The offender may apply for a “hardship permit” after completing a waiting period of 90 days to three years, depending on the circumstances. A hardship permit allows a person with a suspended license to drive to work, medical appointments, and drug/alcohol treatment.

Evidence of the Refusal Can Be Used Against a Defendant in a Criminal Case

Another consequence of refusing a chemical test is that the prosecutor is allowed to present evidence of the refusal in the criminal case and can suggest to the judge or jury that the refusal is evidence of guilt. In other words, the prosecutor can argue that you refused the test because you knew you would fail. Therefore, a defendant can be found guilty of a DUII even without breath, blood, or urine test results.

Deciding Whether to Submit to Chemical Testing

Generally, a driver can refuse to submit to testing.

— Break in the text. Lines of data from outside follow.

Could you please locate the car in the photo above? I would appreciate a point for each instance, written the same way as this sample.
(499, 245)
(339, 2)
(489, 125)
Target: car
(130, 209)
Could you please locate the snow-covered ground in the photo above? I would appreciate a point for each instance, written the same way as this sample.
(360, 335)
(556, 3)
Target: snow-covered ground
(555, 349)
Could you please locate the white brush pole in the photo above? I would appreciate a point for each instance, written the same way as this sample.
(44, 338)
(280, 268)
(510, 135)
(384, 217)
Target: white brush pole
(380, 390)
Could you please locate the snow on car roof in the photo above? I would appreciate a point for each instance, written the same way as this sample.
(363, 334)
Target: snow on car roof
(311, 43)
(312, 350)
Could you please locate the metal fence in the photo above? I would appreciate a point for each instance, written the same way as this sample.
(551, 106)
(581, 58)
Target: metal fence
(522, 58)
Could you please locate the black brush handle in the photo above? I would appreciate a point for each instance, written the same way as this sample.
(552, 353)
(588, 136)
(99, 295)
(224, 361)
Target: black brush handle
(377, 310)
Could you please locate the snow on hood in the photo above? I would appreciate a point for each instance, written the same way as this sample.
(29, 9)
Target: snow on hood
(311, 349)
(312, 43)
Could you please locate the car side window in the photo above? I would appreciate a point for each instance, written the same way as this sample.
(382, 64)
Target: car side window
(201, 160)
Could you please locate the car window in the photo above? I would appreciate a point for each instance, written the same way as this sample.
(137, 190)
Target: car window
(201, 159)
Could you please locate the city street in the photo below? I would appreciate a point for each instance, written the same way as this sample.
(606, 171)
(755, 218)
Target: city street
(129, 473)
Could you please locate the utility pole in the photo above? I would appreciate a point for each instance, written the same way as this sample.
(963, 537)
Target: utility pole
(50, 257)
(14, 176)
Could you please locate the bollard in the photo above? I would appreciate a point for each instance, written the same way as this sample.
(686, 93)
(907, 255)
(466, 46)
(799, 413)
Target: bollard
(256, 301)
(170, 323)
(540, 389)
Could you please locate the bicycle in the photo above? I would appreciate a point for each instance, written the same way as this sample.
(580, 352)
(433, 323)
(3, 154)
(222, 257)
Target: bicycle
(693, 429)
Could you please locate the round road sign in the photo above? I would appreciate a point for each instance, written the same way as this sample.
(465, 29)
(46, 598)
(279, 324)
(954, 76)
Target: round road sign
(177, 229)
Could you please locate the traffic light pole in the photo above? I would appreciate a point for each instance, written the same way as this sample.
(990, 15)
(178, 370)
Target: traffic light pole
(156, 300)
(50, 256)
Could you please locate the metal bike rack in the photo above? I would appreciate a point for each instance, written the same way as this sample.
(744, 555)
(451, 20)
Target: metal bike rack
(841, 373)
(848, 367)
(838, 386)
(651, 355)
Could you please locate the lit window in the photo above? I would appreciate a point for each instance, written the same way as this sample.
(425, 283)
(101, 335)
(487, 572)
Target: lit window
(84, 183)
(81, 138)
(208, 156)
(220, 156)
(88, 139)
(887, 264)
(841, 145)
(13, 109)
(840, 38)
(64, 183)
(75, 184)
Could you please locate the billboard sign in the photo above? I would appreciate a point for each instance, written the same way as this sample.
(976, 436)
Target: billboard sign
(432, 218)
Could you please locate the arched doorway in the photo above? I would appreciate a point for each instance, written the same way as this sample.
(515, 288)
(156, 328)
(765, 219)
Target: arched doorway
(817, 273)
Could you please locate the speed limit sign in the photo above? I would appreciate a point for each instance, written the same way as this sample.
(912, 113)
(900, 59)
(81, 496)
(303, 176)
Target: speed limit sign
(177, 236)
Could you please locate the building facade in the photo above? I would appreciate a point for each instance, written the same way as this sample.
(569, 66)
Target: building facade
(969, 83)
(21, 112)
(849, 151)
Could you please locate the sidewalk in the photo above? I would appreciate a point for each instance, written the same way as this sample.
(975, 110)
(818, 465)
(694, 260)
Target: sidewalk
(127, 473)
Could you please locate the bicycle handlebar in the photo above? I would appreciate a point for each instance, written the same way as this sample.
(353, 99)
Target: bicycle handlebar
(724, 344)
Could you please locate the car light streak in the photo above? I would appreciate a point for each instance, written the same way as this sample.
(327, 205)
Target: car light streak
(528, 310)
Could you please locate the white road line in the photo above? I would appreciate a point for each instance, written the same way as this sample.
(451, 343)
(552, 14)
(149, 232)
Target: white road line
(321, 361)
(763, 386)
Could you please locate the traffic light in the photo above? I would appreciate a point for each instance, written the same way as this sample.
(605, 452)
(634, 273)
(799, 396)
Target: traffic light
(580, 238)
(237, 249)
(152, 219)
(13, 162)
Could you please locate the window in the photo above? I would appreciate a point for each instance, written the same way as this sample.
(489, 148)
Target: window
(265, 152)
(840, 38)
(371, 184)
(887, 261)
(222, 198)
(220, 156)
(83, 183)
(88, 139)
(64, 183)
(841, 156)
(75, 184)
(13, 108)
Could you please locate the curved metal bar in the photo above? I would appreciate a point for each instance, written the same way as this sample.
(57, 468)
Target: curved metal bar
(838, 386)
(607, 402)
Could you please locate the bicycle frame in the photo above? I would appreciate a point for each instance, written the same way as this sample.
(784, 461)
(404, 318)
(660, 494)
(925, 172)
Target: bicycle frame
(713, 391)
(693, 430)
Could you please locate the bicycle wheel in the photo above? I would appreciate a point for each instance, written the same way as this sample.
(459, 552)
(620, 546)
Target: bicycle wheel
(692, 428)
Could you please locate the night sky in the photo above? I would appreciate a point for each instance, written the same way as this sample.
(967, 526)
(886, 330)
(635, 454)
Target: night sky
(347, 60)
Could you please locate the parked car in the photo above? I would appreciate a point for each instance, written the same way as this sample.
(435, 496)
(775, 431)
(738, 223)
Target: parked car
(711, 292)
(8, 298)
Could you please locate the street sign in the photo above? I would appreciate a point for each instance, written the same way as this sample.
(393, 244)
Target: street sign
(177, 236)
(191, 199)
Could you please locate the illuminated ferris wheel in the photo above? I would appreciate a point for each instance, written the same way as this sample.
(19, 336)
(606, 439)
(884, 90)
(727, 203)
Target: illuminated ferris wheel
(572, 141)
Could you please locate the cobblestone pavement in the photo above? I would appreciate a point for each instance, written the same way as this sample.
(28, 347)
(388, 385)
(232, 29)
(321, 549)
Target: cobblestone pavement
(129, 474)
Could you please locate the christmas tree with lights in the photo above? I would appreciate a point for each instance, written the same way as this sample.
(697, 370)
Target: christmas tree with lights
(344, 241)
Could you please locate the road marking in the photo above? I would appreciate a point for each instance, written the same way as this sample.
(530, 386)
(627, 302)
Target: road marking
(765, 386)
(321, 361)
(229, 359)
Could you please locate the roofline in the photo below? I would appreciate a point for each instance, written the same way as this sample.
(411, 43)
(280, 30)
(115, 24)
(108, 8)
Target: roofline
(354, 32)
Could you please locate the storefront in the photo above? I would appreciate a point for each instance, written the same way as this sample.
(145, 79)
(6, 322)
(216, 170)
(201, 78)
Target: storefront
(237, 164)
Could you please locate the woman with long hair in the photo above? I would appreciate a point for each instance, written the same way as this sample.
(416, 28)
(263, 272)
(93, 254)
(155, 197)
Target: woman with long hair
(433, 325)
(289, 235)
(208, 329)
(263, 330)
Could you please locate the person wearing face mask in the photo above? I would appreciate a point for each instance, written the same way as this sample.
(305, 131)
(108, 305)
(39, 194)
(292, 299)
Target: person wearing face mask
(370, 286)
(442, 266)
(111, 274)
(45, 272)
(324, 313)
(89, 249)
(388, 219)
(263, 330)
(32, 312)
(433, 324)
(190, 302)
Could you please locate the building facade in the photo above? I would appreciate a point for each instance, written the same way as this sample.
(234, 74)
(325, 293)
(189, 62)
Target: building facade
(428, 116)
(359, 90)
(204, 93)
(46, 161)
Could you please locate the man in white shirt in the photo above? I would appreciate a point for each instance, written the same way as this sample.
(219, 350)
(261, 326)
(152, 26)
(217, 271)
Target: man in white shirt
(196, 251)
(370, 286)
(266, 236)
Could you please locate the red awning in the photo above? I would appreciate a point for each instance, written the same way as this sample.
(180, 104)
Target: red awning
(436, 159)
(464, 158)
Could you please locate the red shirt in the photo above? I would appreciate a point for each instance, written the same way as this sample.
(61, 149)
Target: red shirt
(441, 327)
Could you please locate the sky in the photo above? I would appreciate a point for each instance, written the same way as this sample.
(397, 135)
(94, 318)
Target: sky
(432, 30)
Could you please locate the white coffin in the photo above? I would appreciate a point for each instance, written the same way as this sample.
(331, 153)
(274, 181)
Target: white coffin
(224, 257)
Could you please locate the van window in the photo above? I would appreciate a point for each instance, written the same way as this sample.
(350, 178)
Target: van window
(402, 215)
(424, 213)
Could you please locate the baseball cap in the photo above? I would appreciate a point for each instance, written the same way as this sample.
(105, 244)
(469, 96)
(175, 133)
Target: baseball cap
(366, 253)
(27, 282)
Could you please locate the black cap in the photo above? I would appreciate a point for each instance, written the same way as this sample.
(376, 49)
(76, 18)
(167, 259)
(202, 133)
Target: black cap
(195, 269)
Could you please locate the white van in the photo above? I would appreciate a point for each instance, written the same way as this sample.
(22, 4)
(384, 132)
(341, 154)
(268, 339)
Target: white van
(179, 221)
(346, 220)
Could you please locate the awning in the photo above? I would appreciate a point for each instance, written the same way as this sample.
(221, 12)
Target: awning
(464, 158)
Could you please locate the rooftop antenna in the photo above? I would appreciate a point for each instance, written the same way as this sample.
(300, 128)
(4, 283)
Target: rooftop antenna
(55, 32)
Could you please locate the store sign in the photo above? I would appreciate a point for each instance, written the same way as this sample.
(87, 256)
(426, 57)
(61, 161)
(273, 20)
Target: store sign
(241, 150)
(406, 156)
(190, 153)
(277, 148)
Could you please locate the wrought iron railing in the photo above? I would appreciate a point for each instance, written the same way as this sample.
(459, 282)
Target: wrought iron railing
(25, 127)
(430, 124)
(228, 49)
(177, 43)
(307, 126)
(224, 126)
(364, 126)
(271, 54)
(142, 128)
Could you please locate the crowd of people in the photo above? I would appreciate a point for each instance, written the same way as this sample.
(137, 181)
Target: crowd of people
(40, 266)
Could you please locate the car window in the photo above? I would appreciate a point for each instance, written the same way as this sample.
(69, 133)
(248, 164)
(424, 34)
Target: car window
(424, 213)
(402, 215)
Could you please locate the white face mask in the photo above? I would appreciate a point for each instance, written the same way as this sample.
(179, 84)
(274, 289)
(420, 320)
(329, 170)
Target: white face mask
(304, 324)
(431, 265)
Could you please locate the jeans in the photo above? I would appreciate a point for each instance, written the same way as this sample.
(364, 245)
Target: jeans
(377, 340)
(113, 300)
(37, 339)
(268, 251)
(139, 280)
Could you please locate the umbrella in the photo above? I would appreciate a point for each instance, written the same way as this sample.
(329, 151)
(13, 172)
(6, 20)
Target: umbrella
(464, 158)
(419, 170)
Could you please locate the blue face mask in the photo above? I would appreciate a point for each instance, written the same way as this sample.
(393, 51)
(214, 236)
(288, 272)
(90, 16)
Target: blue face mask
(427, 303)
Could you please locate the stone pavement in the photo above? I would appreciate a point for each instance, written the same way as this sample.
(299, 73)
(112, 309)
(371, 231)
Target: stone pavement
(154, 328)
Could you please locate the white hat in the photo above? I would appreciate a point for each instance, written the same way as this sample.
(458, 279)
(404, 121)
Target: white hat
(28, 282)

But the penalties the driver will face for refusal are harsher than those for a failed test.

Oregon law requires officers to provide drivers a “reasonable opportunity” to speak with an attorney before deciding whether to take or refuse a test. Basically, a “reasonable opportunity” means accommodating a request that doesn’t interfere with the officer’s ability to properly administer the chemical test or perform other official duties. Therefore, a driver isn’t guaranteed the right to speak with an attorney or to have an attorney present during chemical testing.

There are also circumstances allowing police to obtain a chemical test without the driver’s consent. If a driver is unconscious or is otherwise unable to provide consent, police can obtain a breath, blood, or urine sample as long as the officer has probable cause to believe the person was driving under the influence of intoxicants and that evidence of the offense will be found in the person’s blood or urine. Police can also obtain a chemical test of a person’s breath, blood, or urine without consent by getting a search warrant from a judge.

Talk to an Attorney

The DUII statutes and implied consent laws in Oregon are complex, and the consequences of a DUII arrest can be severe. If you have been arrested for a DUII, you should get in touch with a criminal defense attorney in your area who can assist with your case.